70. Duster Comes Up, May 4 (Visibility 2 miles, Duration 4 hours)

Dead silence.
Calm before the storm.
Riah sewing.

Then began a whisper
Like cats scratching,
Scrabbling at the windows
And the door.
Riah rose.
Go out, check the truck,
Shoo the chickens in the shed.
If there was a cow,
Which there’s not, thought Riah,
Lead her in.
She stepped out.

The wind riled up red
And tossed dust-devils.
Dirt-tufts in her mouth.
Hands cupped at her face:
“James!”
The mild anxious waiting.
Surely he’d get home all right.
They’d been hearing stories–
People lost.
These storms, got to where
Folks wheezed for breath.
The wind shot her dress back,
Skirt and sleeves.

Spatters, sand on glass.
At the window:
This one’s dark, she judged.
The sun cooled to copper,
Shrunken, tinier,
And finally withdrawn.
The wind started howling,
Her voice drowned.
Their plum tree, contorted,
Thrashed and clawed.
She wound up the wick,
Sat down in her chair,
Back at sewing, fingering
James’ shirt.
Son’s best shirt.
She held it to the light.
“Well.
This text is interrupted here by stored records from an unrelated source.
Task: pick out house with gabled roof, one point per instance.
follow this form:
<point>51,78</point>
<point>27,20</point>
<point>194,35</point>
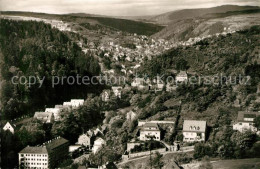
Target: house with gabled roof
<point>85,139</point>
<point>245,121</point>
<point>44,156</point>
<point>10,127</point>
<point>194,131</point>
<point>182,76</point>
<point>117,90</point>
<point>45,117</point>
<point>55,111</point>
<point>105,95</point>
<point>98,143</point>
<point>150,131</point>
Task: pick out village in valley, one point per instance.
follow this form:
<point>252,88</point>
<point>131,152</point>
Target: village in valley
<point>148,121</point>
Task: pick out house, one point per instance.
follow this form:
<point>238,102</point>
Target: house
<point>138,82</point>
<point>9,126</point>
<point>130,115</point>
<point>194,131</point>
<point>98,143</point>
<point>131,145</point>
<point>245,121</point>
<point>74,103</point>
<point>44,156</point>
<point>55,111</point>
<point>73,148</point>
<point>77,102</point>
<point>117,91</point>
<point>45,117</point>
<point>182,77</point>
<point>84,139</point>
<point>171,165</point>
<point>105,96</point>
<point>108,165</point>
<point>150,131</point>
<point>170,87</point>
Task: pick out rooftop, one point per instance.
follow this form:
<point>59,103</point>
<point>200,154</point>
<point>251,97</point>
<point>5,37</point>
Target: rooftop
<point>194,126</point>
<point>46,148</point>
<point>246,114</point>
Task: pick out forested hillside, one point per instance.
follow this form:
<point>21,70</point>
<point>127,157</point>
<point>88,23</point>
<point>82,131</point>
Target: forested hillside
<point>31,48</point>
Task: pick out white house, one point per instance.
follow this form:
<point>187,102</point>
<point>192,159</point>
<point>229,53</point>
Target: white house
<point>182,77</point>
<point>55,111</point>
<point>9,126</point>
<point>84,139</point>
<point>45,117</point>
<point>194,131</point>
<point>130,115</point>
<point>150,130</point>
<point>74,103</point>
<point>137,82</point>
<point>98,144</point>
<point>117,91</point>
<point>105,95</point>
<point>245,121</point>
<point>77,102</point>
<point>73,148</point>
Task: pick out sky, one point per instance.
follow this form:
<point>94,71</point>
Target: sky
<point>114,7</point>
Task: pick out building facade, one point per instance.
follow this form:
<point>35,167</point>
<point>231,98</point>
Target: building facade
<point>44,156</point>
<point>150,131</point>
<point>85,140</point>
<point>45,117</point>
<point>194,131</point>
<point>9,126</point>
<point>98,144</point>
<point>182,77</point>
<point>245,121</point>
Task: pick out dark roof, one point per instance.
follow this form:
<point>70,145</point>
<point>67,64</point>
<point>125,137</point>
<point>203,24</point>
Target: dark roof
<point>194,126</point>
<point>150,127</point>
<point>46,147</point>
<point>246,114</point>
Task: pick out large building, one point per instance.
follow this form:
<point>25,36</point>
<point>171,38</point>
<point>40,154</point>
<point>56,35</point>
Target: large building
<point>245,121</point>
<point>44,156</point>
<point>85,139</point>
<point>194,131</point>
<point>150,131</point>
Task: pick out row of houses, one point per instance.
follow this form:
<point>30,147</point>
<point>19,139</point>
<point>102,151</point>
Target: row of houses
<point>54,114</point>
<point>93,139</point>
<point>44,156</point>
<point>195,130</point>
<point>157,84</point>
<point>107,94</point>
<point>49,115</point>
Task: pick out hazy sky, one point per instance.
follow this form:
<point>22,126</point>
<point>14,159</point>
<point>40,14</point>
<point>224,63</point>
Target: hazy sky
<point>114,7</point>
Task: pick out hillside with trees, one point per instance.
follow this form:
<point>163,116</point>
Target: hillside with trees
<point>30,48</point>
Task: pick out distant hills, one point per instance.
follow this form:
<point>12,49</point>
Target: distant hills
<point>169,17</point>
<point>117,24</point>
<point>190,23</point>
<point>174,26</point>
This is it,” she said.
“What?” Tom sat at the table,
Gazing vaguely
At the keyhole in the door.
Soon a mound of dust
Would form below.

Shirt, so worn in back
That it had ripped.
She couldn’t sew a patch
On that threadbare.
Overlap the halves?
It wouldn’t fit.
Scraps, she had no more,
No sheets or towels.
This, a warm shirt, flannel.
Couldn’t be thrown out.
Had to get some use,
Some good from it.

“Got to wear the thing
Just like it is.” Her voice
Echoed with surprise.
“He’s got to keep it.”
She held up the shirt,
Repeating, “Got to
Keep it. I can
Bind the edges, but–
It can’t be fixed.”

Outside, the wind roared.
Riah looked toward him.
Tom seemed not to hear.
Eyes on the keyhole dustpile
By the door.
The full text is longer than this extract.